What the Waiting Period Is
Family Code §2339 provides that no judgment of dissolution of marriage shall be entered until six months have expired from the date of service of a copy of the summons and petition on the respondent, or the date of appearance of the respondent, whichever occurs first. The waiting period is mandatory — it cannot be waived, shortened, or avoided by agreement between the parties or by court order. Even if both spouses agree on every issue and have a complete, signed settlement agreement, the judgment cannot be entered until six months have passed from service.
When the Clock Starts — Service, Not Filing
This is where many people are surprised: the six-month waiting period runs from the date the respondent is served with the summons and petition — not from the date the petition is filed. If you file the petition in January but do not serve your spouse until March, the six-month period begins in March, not January. The earliest possible date for a dissolution judgment is six months and one day after service of the petition.
For petitioners who want to finalize the divorce as quickly as possible, this means serving the respondent as soon as practicable after filing. Delay in service extends the total timeline.
The Waiting Period Does Not Require Waiting to Resolve Issues
The six-month waiting period runs on marital status — it is the minimum time before the court can declare the parties single. It does not mean that property, support, and custody issues cannot be resolved during that period. Parties may negotiate, mediate, and finalize a complete marital settlement agreement within the first week after filing, and that agreement can be approved by the court — but the judgment dissolving the marriage will not be entered until the six-month period concludes.
In practice, this means that couples who reach agreement quickly can have everything resolved long before the six months expires — and the judgment is simply entered when the waiting period concludes. This is the optimal scenario for a clean, efficient dissolution.
Bifurcation — Restoring Single Status Early
Courts may bifurcate the dissolution — entering a judgment restoring the parties to single status before all other issues are resolved — under specific circumstances. Family Code §2337 allows a court to sever the issue of marital status from other issues and grant the dissolution of the marriage even while property, support, and custody remain pending. Bifurcation requires the party seeking it to protect the other party's potential right to pension, retirement, and other benefits that would be affected by the dissolution of the marriage before the property issues are resolved. Bifurcation is most common when one party wants to remarry or when tax filing status benefits from restored single status.

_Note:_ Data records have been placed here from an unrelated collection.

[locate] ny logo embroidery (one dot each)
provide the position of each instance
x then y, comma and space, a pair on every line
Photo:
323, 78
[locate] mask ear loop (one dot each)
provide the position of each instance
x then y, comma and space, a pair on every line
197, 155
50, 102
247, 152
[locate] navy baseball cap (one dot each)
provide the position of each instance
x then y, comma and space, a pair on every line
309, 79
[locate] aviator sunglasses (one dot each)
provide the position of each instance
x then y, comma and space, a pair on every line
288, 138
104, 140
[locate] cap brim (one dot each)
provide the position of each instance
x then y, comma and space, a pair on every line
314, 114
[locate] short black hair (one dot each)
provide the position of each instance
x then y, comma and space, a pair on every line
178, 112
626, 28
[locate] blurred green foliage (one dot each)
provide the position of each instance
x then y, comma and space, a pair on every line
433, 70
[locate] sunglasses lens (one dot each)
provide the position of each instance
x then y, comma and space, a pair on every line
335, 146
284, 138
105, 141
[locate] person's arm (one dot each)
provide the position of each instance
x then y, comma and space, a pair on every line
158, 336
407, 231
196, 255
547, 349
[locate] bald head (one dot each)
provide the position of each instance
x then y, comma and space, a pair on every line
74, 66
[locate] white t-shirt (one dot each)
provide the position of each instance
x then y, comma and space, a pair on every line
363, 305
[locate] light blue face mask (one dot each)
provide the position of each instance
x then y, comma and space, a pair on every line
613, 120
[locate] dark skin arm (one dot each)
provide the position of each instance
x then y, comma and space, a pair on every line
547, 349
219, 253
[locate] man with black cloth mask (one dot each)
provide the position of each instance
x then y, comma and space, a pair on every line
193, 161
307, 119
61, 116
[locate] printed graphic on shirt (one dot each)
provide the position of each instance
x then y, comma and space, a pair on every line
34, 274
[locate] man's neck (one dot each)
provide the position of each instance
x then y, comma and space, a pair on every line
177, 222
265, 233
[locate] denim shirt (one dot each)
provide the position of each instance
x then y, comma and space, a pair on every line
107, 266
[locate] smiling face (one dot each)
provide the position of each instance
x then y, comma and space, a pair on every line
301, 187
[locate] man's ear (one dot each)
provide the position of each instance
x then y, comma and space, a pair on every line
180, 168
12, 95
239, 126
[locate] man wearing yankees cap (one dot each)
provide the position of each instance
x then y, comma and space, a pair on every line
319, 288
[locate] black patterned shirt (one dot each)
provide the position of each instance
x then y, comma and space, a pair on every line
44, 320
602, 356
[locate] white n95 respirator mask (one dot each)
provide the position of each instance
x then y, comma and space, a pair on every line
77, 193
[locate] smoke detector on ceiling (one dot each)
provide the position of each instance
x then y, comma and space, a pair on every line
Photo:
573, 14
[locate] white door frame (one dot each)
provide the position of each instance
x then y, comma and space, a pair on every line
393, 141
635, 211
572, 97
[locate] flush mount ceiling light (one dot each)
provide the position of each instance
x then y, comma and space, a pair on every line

How to Use the Six Months Productively
Rather than simply waiting, use the six-month period to: complete financial disclosures and discovery; negotiate and finalize the marital settlement agreement; obtain appraisals of real property and business interests; work with QDRO specialists to prepare retirement account division orders for simultaneous submission with the final judgment; resolve temporary custody and support arrangements; and address any urgent issues through temporary orders. A case that is fully resolved at the six-month mark — with a complete judgment package ready for submission — finishes as efficiently as California law allows.